SILVAN, NÃO VAI SENSURAR O MEU COMENTÁRIO NOVAMENTE … AFINAL, VOCÊ TEM PRESTADO UM BOM SERVIÇO A SOCIEDADE MURIAEENSE E COMO BOM REPORTER QUE É, ACIMA DE QUALQUER SUSPEITA … TEM O DEVER DE INFORMAR A VERACIDADE DOS FATOS. ESTAMOS COM VOCÊ … PARABÉNS PELO SITE!!!

Parabéns ao Marcos Paulo pelo comentário revelador!

Pena que tudo na cidade seja assim: só há benfeitoras quando um orgão supramunicipal atua na questão!

É, como são as coisas aqui em Muriaé, quer dizer que o DEMSUR além de não fazer, quando é obrigado a fazer se gaba …
e o pior é que isso sai nos jornais e na mídia e o povo acredita e ainda elogia. è brincadeira!!!
Silvan faz uma reportagem sobre o que foi dito pelo Sto Joel na tribuna da câmara em relação as licitações das empresas que prestam serviços em Muriaé… No blog do Elias Muratóri tem algumas informações a respeito.

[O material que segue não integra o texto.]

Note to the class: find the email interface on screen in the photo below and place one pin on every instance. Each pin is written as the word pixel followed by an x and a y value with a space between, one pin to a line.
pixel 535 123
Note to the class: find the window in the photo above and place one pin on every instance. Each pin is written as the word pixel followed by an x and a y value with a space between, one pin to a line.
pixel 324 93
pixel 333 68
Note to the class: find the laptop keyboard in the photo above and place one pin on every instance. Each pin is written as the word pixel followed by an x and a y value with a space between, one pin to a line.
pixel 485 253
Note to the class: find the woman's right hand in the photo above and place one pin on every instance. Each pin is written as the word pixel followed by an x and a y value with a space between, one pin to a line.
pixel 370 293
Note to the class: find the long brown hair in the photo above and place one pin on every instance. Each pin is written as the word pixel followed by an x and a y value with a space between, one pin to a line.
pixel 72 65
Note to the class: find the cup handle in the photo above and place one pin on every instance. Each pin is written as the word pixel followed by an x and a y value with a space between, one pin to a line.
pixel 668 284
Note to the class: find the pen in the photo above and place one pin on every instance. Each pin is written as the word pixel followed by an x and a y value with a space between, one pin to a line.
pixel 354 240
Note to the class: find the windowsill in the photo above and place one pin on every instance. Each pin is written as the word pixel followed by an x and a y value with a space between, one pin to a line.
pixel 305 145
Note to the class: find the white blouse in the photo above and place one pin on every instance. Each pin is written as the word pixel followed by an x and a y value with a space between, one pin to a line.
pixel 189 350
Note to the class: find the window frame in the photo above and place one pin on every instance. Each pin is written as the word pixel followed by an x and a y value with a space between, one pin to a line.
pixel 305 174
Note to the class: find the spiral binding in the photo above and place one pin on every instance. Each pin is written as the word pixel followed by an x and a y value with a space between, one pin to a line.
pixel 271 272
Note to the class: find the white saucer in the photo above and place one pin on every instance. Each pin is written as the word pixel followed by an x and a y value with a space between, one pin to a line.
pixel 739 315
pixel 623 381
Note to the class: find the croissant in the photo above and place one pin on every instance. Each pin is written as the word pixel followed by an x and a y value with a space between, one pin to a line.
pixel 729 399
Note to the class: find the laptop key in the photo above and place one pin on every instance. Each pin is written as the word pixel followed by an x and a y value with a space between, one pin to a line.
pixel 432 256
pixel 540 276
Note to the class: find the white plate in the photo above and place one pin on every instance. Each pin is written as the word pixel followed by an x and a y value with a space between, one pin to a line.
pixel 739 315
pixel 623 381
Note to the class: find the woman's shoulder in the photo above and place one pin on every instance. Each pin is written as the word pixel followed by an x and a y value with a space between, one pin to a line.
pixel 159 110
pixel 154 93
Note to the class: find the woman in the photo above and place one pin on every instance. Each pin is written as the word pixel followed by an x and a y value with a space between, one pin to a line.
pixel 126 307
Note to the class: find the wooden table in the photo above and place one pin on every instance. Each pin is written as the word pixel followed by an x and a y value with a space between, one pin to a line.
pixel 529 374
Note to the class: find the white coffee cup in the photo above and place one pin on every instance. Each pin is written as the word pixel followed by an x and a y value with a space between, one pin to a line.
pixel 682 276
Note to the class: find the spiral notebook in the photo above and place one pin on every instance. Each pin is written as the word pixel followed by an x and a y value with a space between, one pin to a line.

Olha Silvan é de extrema necessidade a coleta seletiva do lixo. Espero que as autoridades competentes se conscientizem e aceleram a coleta seletiva e a reciclagem em todo o município.

Silvan,

Se a verdade é a que disse o Marcos Paulo, como jornalista você não deveria refazer o post cm a versão mais próxima da realidade?

Abs

Me desculpem se não estou no local certo, mas estou pesquisando na Internet e achei voces, falando do assunto.

Escrevo do município mineiro de Resende Costa. Sou autor de um projeto de Coleta Seletiva Modelo que foi aprovado na cidade, no final do ano passado. Temos um convênio aprovado por Lei local entre nossa Prefeitura e a Associação que incluiu o projeto em sua atividade social. Estamos 100% conformes com a legislação.

O diferencial do meu projeto é que ele é um UP GRADE do que se conhece como “catação”; é um estágio mais adiantado.

O assunto é novo por aqui e os humores variam entre incredulidade, desconfiança, esperança, apoio e suporte mais entusiasta. Da necessidade, todos sabem; temos um lixão no município já esgotado.

O trabalho é feito apenas uma vez por semana. Hoje há quase 15 pessoas carentes colaborando voluntariamente e recebendo da Prefeitura uma cesta básica. Já gerou alguma renda, mas precisamos de verbas oficiais para alavancar a atividade, que prevê a criação de pelo menos 6 (seis) oficinas de trabalho artesanal, a saber: papel, plástico, madeira, metal, tecido e vidro.

Estou atirando prá todo lado, esperando que consiga alguém que nos ajude e oriente sobre como conseguir verbas oficiais, visto que estamos legalizados.

Caso queiram nos ajudar, por favor entrem em contato pelo e-mail > acmg47@yahoo.com.br

Muito lhes agradeço pela atenção.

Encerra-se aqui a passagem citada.